A blog considering theology as illustrated by Western Art Music

A stream of blood which cries

Hildegard von Bingen has featured on this blog before, and is not the first composer to have more than one piece considered. A single vocal line, and possibly an unfinished or incomplete idea, O cruor sanguinis is a short antiphon associated with the crucifixion. The short text reads:

O cruor sanguinis qui in alto sonuisti, cum omnia elementa se implicuerunt in lamentabilem vocem cum tremore, quia sanguinis Creatoris ui illa tetigit : ungue nos de languoribus nostris.

The stream of blood is evidently that flowing from the pierced side of the crucified, and the flow of that stream is well illustrated by the downward movement of several phrases. A listener is tempted to hear ‘in alto’ word-painted as well, coming at the high point of its phrase, though this is belied by an even higher melody point at ‘lamentabilem’.

Another commentator has linked the sounding of all elements that voice of woe to the earthquake when the veil of the temple is rent as the incarnate God gives up His life. To my mind there is another referent for blood which cries our to God from the earth, the blood of the first victim of homicide in the book of Genesis: Abel, whose very name means futility (it is the same word translated ‘vanity’ in the book of Ecclesiastes). When God challenges Cain, he is told that his brother’s blood ‘crieth unto me from the ground’ and indeed that is now ‘cursed from the earth, which hath opened her mouth to receive thy brother’s blood from thy hand.’
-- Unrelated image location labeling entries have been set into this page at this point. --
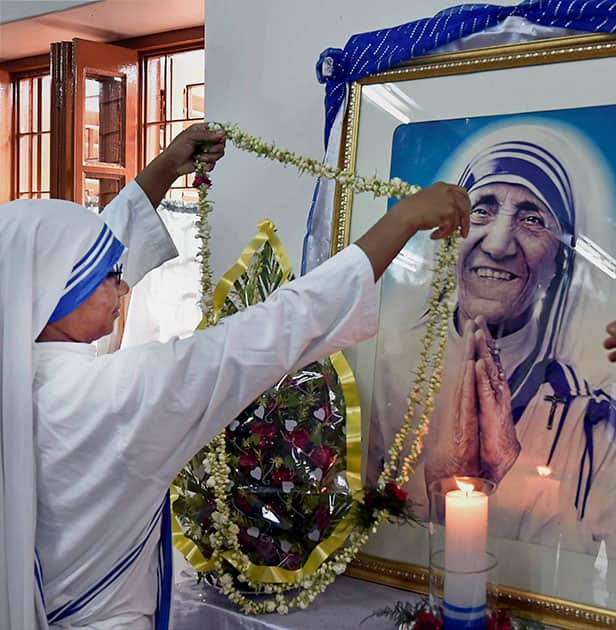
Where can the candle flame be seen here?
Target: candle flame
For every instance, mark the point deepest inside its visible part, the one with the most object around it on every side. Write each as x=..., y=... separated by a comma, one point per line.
x=465, y=487
x=544, y=471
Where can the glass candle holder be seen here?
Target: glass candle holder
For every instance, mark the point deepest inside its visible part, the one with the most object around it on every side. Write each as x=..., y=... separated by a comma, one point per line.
x=460, y=562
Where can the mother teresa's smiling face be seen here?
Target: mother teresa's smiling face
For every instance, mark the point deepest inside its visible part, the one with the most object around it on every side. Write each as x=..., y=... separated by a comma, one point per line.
x=508, y=259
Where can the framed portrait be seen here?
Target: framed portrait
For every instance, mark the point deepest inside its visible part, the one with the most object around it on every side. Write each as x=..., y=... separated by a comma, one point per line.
x=530, y=131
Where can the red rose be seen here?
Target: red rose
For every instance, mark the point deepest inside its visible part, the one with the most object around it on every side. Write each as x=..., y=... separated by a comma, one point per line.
x=395, y=492
x=322, y=457
x=290, y=561
x=321, y=517
x=201, y=180
x=282, y=474
x=425, y=620
x=266, y=431
x=300, y=438
x=248, y=460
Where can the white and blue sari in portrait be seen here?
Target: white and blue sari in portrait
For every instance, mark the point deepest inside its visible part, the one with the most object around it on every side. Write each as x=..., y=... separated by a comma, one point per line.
x=564, y=413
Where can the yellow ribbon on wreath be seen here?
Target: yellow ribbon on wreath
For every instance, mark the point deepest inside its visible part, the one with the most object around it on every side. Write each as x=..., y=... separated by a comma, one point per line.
x=320, y=553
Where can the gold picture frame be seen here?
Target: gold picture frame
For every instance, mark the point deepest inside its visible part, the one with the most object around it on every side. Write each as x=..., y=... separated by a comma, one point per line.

The earth itself, the elements of creation, object to the initiation of human violence from human jealousy, and continue to object when that violence is perpetrated even against the Creator Himself. Nevertheless, as Hildegard’s prayer reminds us in its innocuously simple musical phrasing, even that blood which provokes such revolt can itself become a healing balm. That very blood flowing from the side of Christ is an anointing for healing our weakness.

And again, if you will bear with another linguistic point, that ‘languoribus’ feeblenesses may also mean apathy, possibly even accidie – a lack of care which is at the root of the capital sin of sloth – not really laziness but despondency leading to failure to act. If Christ can triumph even in the flow of blood as He is crucified, our own world-weariness cannot be allowed to make us give up on building up the kingdom of God, to the extent that we are able and in the particular ways we are severally called.

But we need grace to do this: the unction of the Spirit manifest in the sacraments which make present to us the very unguent that flow so poetically in Hildegards short (or incomplete) phrases of music. Ungue nos de languoribus nostris.